What counts as contained?
The containment ring around the fire can take many different shapes depending on both the terrain and the weather.
“100-percent containment could imply that [fire crews] were tasked to get a line all the way around the fire,” Triplett says—but it could also mean hemming in a fire against the existing landscape, like lakes, rock faces, and even already-burned areas. “Basically what constitutes a line is getting down to mineral soil, or some type of environmental factor that would prevent further burning,” he explains.
But containment is as much about confidence in the line as its physical properties.
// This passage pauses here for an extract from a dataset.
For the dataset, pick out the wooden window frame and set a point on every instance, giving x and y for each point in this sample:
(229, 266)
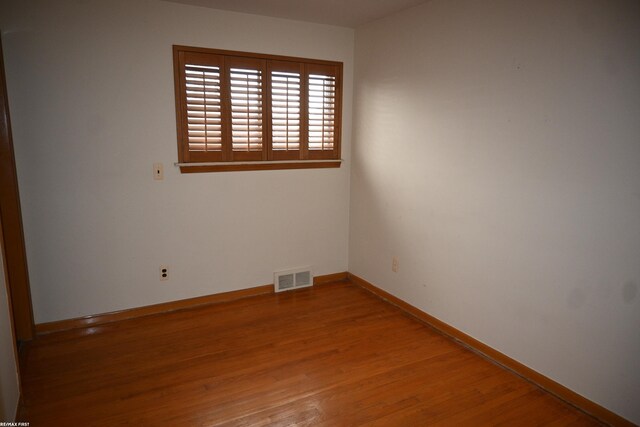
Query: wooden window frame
(268, 158)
In general, the fireline only counts towards containment if “[operations managers] are comfortable that the fire … is not going to jump across the line,” Triplett says.
Firefighters can clear brush with chainsaws and remove any flammable vegetation with shovels and adzes, or, in easier-to-access terrain, they can bring in bulldozers and huge logging machines that can cut a gap in forest.
Tools like water tankers and flame retardants are mostly used to support the building of the containment, Triplett says. They can’t stop a fire, but they can cool it down to the point that a crew can get in close to start cutting firebreak, cutting off its fuel supply.
In some cases, crews reinforce those lines by setting intentional burns inside the containment area. Triplett stresses that this requires lots of prep work—it’s not just setting a fire and watching it rip. First, a crew has to build a reliable fireline. Then they set flames along the break and well within the interior. “As that fire inside the line begins to gain momentum,” it pulls the entire controlled burn deeper inside, towards the wildfire, Triplett says. Then, “when the main firehead hits that area, it basically runs out of fuel.”
Sometimes, Triplett notes, the goal is to strengthen the boundary until there’s “no heat detected within 100 feet, 300 feet, or even further from the line.” After a fire has passed, they’ll check the boundary by walking into the ashes and testing it with their hands.
The key to prepping the containment line is predicting what kind of fire conditions it’ll have to withstand. Incident response teams, Triplett says, rely on long-term weather data and climate models to make those calls, incorporating everything from expected rainfall to historical wind patterns over a given month.
How is it measured?
Firefighters on the ground are constantly sending progress reports back to the incident’s central command. Mappers record those details as the fireline is constructed, inspected, or reinforced to incrementally add to the containment percentage.
The maps also incorporate data from planes or drones equipped with infrared sensors, which detect spot fires or smoldering areas. “Those can detect very small areas of heat just around the temperature of ignition of woody material,” Triplett says. They can also record fires that aren’t raging just yet.
Those reports can push containment the other direction as well. “You could have 40 percent one day,” Triplett says, “and then the fire makes a run, and that grows your uncontained area.”
But the immediacy of data helps in any situation, and has transformed wildfire response over the past two decades, he says. When Triplett first started mapping fires in 2000, everything was done by hand. “It was mylar and dry erase markers,” he recalls.
That changed around 2014, when firefighters started to use smartphones to record the progress of containment as they built lines and worked on other maneuvers. The system isn’t perfect, however: Wildland fires are often out of cell service, and a firefighter needs to travel to an area where they have LTE coverage to sync up with the central map.
But even a few bars make a big difference, both for the containment crew and the people in the path of a fire. “We went from knowing what the fire was doing maybe once every 24 hours, to where we are now,” Triplett says. “I hate to use the term ‘real time,’ because we’re not there. But we’re getting closer to having an appreciation of what the fire is doing in a dynamic environment.”